Now, leaked details indicate that Juncker intends to call for accommodation for 160,000 migrants. Analysts estimate that a full 55,000 of that number would go to nations that currently are opposed to the scheme. Sources inside the EC, however, remain confident that the new quota scheme will fare better than June’s more modest target.“The politics have changed”, one told the Times of London. “There is opposition but it is a minority now. Binding quotas are needed.”
Though there was some indication that several eastern European countries are indeed softening their stances, Hungary’s Prime Minister Viktor Orban continued to spit fire on the issue. “The problem is not European, it’s German.
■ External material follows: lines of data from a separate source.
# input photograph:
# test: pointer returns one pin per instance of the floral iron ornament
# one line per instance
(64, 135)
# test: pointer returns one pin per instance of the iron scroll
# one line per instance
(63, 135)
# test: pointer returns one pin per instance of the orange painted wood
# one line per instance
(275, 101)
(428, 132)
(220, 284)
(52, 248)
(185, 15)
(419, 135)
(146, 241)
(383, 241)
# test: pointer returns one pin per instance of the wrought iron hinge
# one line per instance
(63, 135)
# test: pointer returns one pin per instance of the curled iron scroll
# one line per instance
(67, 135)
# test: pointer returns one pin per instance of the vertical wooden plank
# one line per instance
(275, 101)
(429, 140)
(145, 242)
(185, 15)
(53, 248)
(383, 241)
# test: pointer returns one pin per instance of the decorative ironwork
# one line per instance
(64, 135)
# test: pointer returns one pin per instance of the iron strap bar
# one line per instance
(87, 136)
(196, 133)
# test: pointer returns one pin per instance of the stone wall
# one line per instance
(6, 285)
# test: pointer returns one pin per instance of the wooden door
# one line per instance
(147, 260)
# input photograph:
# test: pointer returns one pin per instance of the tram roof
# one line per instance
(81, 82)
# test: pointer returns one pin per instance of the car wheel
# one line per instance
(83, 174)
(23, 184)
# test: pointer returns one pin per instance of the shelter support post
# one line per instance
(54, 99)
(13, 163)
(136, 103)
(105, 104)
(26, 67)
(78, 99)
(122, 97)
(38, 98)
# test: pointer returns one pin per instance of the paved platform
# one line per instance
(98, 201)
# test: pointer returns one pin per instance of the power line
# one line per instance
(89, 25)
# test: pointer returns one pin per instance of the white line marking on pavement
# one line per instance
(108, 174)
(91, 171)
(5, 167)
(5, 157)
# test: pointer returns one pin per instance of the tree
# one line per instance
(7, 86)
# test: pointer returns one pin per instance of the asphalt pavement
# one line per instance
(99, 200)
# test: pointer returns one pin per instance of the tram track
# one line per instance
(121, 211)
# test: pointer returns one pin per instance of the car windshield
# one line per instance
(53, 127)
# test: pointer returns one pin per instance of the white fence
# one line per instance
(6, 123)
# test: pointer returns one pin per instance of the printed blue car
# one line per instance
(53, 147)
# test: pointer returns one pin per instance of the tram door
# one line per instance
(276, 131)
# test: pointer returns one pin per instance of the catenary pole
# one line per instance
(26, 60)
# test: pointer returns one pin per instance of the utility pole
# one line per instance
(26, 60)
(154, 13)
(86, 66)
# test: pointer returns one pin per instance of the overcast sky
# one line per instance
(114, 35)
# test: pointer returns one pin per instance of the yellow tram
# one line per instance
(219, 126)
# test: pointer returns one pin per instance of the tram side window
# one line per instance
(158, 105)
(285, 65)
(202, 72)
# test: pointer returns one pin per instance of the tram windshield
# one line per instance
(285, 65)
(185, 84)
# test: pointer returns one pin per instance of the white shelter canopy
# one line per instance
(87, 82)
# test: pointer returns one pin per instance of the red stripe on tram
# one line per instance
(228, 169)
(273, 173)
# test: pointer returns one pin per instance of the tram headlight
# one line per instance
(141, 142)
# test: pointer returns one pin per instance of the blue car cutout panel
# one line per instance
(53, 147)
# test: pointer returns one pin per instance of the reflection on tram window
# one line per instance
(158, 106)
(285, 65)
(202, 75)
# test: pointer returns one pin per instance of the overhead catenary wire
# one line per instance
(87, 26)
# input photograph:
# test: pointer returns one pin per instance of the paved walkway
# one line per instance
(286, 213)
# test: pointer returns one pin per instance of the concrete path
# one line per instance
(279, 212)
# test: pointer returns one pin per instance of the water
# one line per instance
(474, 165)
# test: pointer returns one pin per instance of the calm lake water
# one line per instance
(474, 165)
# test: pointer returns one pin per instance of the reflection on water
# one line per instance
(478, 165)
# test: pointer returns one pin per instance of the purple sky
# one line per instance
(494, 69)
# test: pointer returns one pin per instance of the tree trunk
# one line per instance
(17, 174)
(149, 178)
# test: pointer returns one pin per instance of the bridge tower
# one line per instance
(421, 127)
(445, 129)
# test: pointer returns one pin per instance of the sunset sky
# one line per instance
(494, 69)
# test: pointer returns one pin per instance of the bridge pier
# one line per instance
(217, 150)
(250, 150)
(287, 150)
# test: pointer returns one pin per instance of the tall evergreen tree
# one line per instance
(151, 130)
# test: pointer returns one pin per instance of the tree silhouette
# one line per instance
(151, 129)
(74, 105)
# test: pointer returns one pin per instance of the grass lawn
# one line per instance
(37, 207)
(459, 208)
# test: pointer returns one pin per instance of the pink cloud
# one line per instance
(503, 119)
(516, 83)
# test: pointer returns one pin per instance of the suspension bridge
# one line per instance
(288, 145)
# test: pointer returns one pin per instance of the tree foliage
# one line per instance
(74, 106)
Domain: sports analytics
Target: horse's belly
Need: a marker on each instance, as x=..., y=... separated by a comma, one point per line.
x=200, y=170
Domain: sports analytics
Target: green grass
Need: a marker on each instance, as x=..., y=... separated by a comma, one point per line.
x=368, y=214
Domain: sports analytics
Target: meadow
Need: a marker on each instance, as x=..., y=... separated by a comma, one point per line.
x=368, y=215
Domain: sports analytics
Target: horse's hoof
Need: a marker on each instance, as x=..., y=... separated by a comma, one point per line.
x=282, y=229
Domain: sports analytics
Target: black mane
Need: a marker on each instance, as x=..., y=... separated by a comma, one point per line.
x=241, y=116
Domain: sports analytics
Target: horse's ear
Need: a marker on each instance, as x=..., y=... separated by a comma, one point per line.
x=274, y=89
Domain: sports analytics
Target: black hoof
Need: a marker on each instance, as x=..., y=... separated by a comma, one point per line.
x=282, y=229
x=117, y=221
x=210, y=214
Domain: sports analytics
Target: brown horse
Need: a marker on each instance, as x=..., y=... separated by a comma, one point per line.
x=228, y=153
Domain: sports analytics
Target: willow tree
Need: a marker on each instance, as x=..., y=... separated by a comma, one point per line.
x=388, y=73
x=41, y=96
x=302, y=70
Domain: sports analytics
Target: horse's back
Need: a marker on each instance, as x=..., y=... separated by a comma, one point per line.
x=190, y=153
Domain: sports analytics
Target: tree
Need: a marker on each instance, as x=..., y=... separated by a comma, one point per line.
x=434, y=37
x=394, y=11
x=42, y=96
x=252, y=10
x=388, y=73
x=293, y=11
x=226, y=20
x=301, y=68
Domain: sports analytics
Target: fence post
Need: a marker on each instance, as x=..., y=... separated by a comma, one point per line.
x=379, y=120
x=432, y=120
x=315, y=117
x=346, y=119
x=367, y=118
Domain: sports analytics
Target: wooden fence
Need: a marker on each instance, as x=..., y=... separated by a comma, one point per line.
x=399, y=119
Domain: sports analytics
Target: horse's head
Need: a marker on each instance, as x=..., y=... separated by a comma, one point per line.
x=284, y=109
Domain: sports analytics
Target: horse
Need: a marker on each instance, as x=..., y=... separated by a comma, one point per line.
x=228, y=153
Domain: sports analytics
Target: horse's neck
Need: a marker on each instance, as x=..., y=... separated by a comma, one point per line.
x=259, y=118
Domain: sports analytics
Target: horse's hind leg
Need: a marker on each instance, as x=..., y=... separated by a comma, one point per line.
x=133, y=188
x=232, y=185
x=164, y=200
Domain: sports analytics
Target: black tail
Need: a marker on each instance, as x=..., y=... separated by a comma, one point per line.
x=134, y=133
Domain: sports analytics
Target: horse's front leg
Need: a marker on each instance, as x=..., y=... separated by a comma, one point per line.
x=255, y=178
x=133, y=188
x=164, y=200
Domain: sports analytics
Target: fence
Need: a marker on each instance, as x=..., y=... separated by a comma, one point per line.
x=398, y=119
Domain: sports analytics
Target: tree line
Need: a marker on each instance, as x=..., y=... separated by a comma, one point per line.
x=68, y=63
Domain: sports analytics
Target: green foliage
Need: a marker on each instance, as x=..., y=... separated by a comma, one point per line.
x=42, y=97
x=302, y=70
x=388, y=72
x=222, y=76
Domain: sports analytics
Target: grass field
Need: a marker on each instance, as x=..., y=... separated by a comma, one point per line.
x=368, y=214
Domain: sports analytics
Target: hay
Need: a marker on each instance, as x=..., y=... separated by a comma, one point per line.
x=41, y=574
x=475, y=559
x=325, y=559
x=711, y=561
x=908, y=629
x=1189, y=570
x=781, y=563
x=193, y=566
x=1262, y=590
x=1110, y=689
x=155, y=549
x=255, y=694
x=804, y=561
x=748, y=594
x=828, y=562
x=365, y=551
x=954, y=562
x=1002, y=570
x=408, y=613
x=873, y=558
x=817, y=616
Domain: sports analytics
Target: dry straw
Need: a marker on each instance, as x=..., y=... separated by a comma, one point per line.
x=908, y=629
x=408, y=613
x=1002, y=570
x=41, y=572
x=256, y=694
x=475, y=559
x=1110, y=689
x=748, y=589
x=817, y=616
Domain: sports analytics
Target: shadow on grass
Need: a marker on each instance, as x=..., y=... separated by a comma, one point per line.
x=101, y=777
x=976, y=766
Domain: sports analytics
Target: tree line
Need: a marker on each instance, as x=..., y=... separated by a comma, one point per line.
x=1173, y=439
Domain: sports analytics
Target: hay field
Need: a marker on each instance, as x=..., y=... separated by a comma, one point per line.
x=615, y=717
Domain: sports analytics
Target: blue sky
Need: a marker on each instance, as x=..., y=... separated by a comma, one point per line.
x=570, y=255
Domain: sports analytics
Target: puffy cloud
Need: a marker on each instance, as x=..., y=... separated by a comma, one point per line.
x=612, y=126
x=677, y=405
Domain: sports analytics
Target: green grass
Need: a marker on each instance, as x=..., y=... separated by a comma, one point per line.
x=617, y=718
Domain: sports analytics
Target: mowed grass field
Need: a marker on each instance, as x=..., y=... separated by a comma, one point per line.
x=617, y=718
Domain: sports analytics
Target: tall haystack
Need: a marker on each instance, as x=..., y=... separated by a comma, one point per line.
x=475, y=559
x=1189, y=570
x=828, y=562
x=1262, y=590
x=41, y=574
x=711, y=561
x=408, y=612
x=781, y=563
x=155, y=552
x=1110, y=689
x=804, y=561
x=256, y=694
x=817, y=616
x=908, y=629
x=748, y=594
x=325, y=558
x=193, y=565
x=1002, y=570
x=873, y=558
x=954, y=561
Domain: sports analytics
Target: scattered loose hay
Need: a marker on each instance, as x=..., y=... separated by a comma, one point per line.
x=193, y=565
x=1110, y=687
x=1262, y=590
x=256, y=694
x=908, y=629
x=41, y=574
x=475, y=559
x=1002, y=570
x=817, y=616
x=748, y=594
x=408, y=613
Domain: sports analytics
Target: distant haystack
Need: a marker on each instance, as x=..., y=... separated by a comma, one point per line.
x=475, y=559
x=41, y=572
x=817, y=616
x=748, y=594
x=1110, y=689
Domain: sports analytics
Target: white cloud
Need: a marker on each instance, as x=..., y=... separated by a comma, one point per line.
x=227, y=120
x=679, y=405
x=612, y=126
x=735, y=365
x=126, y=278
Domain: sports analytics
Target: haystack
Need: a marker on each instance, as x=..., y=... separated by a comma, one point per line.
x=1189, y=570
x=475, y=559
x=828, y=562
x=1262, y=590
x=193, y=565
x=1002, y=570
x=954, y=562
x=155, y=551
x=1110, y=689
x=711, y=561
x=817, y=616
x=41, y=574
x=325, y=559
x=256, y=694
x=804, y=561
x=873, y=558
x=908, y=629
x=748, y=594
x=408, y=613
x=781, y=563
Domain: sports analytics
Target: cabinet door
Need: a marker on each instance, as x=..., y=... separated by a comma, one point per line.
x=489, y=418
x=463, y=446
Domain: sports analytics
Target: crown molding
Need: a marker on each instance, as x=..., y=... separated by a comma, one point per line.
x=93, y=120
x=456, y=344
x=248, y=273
Nobody would like to stay in Hungary, neither Slovakia, Poland or Estonia”, he said yesterday. “All of them would like to go to Germany.” And in any case, the migrants would not be welcome in Hungary, he added. “We do not want a large number of Muslim people in our country.”
So the Times’ source who believes that the politics have changed may be right as far as the politics in Brussels and many European countries go. But on the other hand, Orban is giving voice to what many in the Visegrad countries feel. They believe immigrants don’t want to live in their countries but in Germany, which is due to take 800,000 asylum applicants this year. So why fight too hard on trans-migration? On the other hand, they don’t want Muslims settling in their countries. This resistance to absorbing large numbers of Muslims is highly unattractive to liberal sensibilities, but there are parts of Europe where political correctness carries much less weight than it does in Brussels or Whitehall. And finally, many in these countries want Europe to control its borders and discourage immigration.
Disgust with Orban aside, EU leaders will have to find a way to set quotas that neither totally overburden Germany nor press public opinion in other countries to the breaking point. It will be easier to strike a deal if it appears to be a one-off measure, rather than a new mechanism for an open-ended inflow of immigrants. Political and humanitarian concerns combine, therefore, to argue in favor of Europe regaining control of its borders.